Doomed: The Untold Story of Roger Corman’s The Fantastic Four (2015) – I don’t think there’s ever been an unreleased movie so beloved of fandom (sight unseen, for the most part). From the bootleg clips included here in between interview segments with the principals involved in front of and behind the camera, it’s pretty apparent that the chances Roger Corman mounting a production that does justice to The Fantastic Four are about a tenth as good as a Jamaican bobsled team winning the Olympics, even at the *cough* princely budget (for a Corman production) of about a million and a half. It’s pretty clear that the whole thing, a co-production with an even less-known production company, was a gambit to keep the film rights to the intellectual property from lapsing, although from the interviews with director, editor, stars, and various production staff showed that they really wanted to make a good movie — or at least an enjoyable one. As with most films made under trying strictures, the behind-the-scenes stories end up being more entertaining than the one they tried to put on screen.
Avengers: Infinity War (2018) – As the last person in the world to see this movie who had any interest in seeing it, I can be dead certain that you don’t need to hear my overview… but I also know that I don’t have to worry about spoilers. So some point-form observations:
– Thanos is not only wrong, but his plan is stupid. If you’re dealing with a single intelligent species in a finite ecosphere — say, non-space-faring humanity — then it’s at least hypothetically logical. But when you’ve got a civilosphere [a term I just barely coined, meaning an ecosphere of distinct civilizations] whose environs and resources far outpace its expansion — as demonstrated by the easy space travel and teleportation exhibited in this movie, as well as all the mostly-uninhabited-but-habitable planets shown here and in the Guardians of the Galaxy and Thor movies — then the idea that sapient life is somehow overburdening the available resources is laughable on its face. And even if that had been shown to be so, why such an arbitrary non-solution as “vaporize half of the intelligent beings in the universe” (nothing is shown to support the idea that Thanos takes out half of all life forms), while leaving intact (more or less) the cultures and technologies that allow certain species to become rapacious on an interstellar scale?
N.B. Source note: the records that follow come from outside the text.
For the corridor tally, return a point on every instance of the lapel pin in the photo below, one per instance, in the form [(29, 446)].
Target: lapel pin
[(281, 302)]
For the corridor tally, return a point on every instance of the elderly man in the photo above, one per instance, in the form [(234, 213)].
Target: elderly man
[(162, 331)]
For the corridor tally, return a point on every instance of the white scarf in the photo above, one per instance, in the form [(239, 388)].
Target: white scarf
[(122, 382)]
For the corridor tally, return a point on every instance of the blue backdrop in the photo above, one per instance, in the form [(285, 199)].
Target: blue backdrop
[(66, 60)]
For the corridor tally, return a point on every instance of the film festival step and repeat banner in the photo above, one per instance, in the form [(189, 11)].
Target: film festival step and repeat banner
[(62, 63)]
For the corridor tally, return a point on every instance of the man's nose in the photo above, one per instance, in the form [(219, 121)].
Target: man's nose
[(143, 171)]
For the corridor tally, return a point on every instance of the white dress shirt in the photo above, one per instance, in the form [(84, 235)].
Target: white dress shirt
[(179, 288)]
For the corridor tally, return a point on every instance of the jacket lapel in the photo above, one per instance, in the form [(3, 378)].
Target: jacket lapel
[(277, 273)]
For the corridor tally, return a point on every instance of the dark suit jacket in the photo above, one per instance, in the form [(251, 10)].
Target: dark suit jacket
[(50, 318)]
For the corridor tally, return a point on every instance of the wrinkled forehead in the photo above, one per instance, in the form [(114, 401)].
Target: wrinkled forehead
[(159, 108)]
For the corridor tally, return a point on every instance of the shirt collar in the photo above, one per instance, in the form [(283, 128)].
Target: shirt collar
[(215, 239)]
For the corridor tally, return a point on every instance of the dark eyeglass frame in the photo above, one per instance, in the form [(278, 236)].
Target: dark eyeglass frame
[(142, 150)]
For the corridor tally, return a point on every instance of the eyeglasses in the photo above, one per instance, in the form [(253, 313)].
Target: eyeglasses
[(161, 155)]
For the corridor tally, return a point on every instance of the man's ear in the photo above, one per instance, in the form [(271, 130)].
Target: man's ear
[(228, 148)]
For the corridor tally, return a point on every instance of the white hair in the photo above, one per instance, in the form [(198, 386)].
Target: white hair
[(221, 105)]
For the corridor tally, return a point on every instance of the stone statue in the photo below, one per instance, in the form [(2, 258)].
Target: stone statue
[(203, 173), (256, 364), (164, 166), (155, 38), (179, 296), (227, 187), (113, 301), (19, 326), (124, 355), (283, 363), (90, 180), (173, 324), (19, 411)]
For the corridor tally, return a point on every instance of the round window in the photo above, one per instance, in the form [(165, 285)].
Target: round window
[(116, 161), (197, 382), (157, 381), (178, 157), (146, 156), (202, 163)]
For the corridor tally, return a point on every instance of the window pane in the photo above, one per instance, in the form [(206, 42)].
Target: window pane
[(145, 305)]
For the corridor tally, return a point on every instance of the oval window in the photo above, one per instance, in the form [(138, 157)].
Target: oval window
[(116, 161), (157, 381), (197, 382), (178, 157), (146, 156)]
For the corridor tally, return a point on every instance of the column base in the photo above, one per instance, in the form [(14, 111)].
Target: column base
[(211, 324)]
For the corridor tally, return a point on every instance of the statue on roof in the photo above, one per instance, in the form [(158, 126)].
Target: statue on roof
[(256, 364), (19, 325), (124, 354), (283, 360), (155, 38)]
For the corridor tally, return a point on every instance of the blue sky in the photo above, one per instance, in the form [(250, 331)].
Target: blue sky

As we know from the suddenness and uniqueness of the Industrial Revolution here on Earth, there’s no reason that even intelligent species and civilizations will become technologically adept and ecologically overwhelming; why not just, say, wipe out all civilizations that had passed the bounds of their own solar systems? Or would that just have been too much work for poor Thanos?
– Congratulations, Starlord. By having your own “Drax moment,” unable to restrain yourself for just two minutes from punching Thanos in the face, you wiped out half of all intelligent life in the universe.
– There’s a lot of feeling-before-thought in this movie, in fact. Starlord, oddly enough, is the only one who demonstrates the ability to make a hard choice, aiming and shooting at Gamora because he promised. But then he “makes up” for it in the later scene mentioned above. On top of that we’ve got:
Gamora unable to keep from giving away a secret to Thanos which she knows will spell death for billions, because she can’t bear to watch her sister be tortured; and
The earthbound Avengers willing to gamble the literal fate of the cosmos on whether they, by a long shot, might be able to detach an Infinity Stone from Vision’s forehead.
I get it, these are damnably hard choices. But heroes need to make them. And there’s a difference between Star Trek III-style “the good of the one outweighs the good of the many” selflessness when the many choose to self-sacrifice for a fellow, rather than a “hero” letting untold billions die because he/she couldn’t bear watching a dear one die. It’s a triumph of Feelz over rationality, and it doesn’t say much for the gestalt that spawned the tale when the putative villain is shown to be the only one who’s able to place his (bass-ackwards) rational aims over his emotional distress.